God did not allow for my plans to succeed. Instead, He led me through those dark days to Jesus.
Someone told me I should invite Him into my heart. I did. I had nothing else left.
So, I asked Jesus into my life in hopes He would fix all that I had wrecked (including my marriage which I had almost destroyed through an affair). Now, over two decades later, I look back and know He heard my very simple prayers. In many ways I still pray simple ones.
But …
my prayers have also changed, not so much in content but in realizing where I stand when I pray.
When I asked Jesus into my heart, I believed He was there, that He came inside.
Then …
shortly after my conversion, the Spirit developed an unsatisfiable hunger for God’s truth in me. I longed to know all I could about Him. Among other books, I read Tozer’s Knowledge of the Holy, a catalysts to changing my view on where I stood. I read about an omnipresent God. Many questions arose. How could I even have been in a position to minimize God and put Him inside of me, when all along I was in Him? Then, one cold and clear night as I took out the garbage, I sensed the expanse above me and the insignificance of my tiny being. An indescribable awe filled me, a fear I can’t describe. As if an invisible curtain opened, I remembered (and for the first time partly understood) God’s omnipresence. I became so keenly aware of God not in me but present throughout the entire universe. He was going before me, behind me, guiding me from within me. He pushed Himself into my small understanding. I was in Him. He was pressing into me, ridding me of my self. I felt safe, remembering Jesus’ love and His payment for me. My position changed. I no longer prayed to Him inside of me, I was addressing Him as Almighty, outside of my being, Creator, Master, All-knowing and Omnipresent God. I am not able to really put it all into words, and for lack of them, God became a lot bigger.

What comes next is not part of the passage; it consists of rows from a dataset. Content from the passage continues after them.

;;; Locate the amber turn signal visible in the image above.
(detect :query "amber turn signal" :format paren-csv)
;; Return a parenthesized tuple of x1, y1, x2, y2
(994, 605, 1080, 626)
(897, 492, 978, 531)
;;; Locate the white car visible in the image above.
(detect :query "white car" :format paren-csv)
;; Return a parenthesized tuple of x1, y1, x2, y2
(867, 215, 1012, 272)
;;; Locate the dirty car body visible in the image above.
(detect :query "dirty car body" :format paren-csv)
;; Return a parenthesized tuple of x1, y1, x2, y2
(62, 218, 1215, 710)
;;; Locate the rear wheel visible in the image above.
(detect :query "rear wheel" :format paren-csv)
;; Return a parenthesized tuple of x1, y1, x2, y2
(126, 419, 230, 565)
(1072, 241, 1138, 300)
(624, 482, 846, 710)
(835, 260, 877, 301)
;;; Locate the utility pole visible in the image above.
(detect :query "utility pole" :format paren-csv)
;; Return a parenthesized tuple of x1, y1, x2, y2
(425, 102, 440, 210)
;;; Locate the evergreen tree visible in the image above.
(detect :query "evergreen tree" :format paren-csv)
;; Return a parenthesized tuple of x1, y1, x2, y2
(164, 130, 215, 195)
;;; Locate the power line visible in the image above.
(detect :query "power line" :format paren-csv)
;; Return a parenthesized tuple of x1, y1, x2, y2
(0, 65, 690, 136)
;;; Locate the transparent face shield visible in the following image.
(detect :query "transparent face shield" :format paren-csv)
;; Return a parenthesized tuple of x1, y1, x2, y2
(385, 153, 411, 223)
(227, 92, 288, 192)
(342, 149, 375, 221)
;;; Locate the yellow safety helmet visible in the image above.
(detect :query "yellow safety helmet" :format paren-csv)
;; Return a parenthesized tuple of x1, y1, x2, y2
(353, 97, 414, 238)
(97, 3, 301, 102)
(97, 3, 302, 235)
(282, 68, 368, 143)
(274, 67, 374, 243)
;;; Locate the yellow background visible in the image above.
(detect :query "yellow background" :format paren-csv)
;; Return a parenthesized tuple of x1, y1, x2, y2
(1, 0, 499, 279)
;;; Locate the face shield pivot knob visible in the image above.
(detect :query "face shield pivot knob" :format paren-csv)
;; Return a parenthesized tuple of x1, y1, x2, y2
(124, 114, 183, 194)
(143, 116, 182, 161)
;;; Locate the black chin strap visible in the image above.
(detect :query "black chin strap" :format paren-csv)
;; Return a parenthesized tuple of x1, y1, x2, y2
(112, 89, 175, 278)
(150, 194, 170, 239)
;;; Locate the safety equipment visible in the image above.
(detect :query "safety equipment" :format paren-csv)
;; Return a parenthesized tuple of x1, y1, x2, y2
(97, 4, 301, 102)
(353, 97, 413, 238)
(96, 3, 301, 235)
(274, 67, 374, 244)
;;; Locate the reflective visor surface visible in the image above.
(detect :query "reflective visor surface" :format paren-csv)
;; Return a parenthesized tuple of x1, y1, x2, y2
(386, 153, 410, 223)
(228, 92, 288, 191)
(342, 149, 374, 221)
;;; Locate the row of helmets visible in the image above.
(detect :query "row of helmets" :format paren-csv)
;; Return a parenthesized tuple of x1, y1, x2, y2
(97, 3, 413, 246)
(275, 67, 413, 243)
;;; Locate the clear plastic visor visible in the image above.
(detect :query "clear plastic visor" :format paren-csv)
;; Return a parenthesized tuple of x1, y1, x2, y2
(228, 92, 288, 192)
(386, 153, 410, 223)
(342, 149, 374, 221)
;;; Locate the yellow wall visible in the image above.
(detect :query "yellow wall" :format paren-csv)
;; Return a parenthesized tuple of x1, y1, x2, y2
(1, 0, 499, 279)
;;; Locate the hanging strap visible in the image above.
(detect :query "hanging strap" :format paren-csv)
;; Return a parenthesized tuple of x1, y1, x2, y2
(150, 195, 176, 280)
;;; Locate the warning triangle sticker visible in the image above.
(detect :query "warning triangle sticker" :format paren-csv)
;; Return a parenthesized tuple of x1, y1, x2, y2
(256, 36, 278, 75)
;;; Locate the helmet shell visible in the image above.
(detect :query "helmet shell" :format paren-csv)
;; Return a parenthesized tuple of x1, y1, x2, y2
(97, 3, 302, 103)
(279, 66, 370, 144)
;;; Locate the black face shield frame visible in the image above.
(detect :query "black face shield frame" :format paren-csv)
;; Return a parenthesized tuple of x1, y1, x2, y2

My desk sets against an egress window in my basement. Every so often mice and shrews fall into the well. If I don’t see them in time and take them out, they die. The other morning, two little shrews frantically scurried by my window. They stood on their tiny feet, looking desperately for an escape. I thought for a while and took a ladder and placed it in the well for the critters. I was trying to come up with a permanent solution – a once-and-for-all help for all fallen shrews. How stupid of me to think the large rungs would help them to escape. Of course they didn’t realize the big rescuing effort in front of their pointy noses. After several hours I climbed the ladder myself into the well, lured them into a box, and carried them out.
I wonder if we forget to speak about the greatness of God and his attributes, His plan to rescue man-kind? Might prayer be an opportunity to recognize our position rather than a reciting of petitions? Do we not know how fearful it is to step into His presence? Do we really understand our position in Christ and the shelter He provides us by His blood? I pray. I hear God. “Is my hand too short?” I weep, thinking of the reality of hell. I hear God, “I take no pleasure in the death of the wicked.” I am at a loss. I hear God. “Go make disciples!” I tire. I pray. I hear Jesus, “Come unto me.”
Maybe I am like those shews in more ways than I like to admit. Maybe I need a little box in the shape of my heart to be carried out into a much larger picture. I wasn’t made to fall into pits. I was created for a world so large my mind can’t imagine. I have come to believe that listening past the silence into His heart, is the only way I can know of His unfathomable, majestic, greatness. When I recognize his omnipresence (among other attributes), what else do I have left but to be in His will? When my eyes are opened to all His goodness, I can see He is already in my requests and has positioned me to see and hear Him in all I ask.
Dr. Koessler is right. The Scriptures will give us the truth by which we can hear past the silence into God’s character and goodness. His Word to us breaks the silence and brings us to know His great love for us.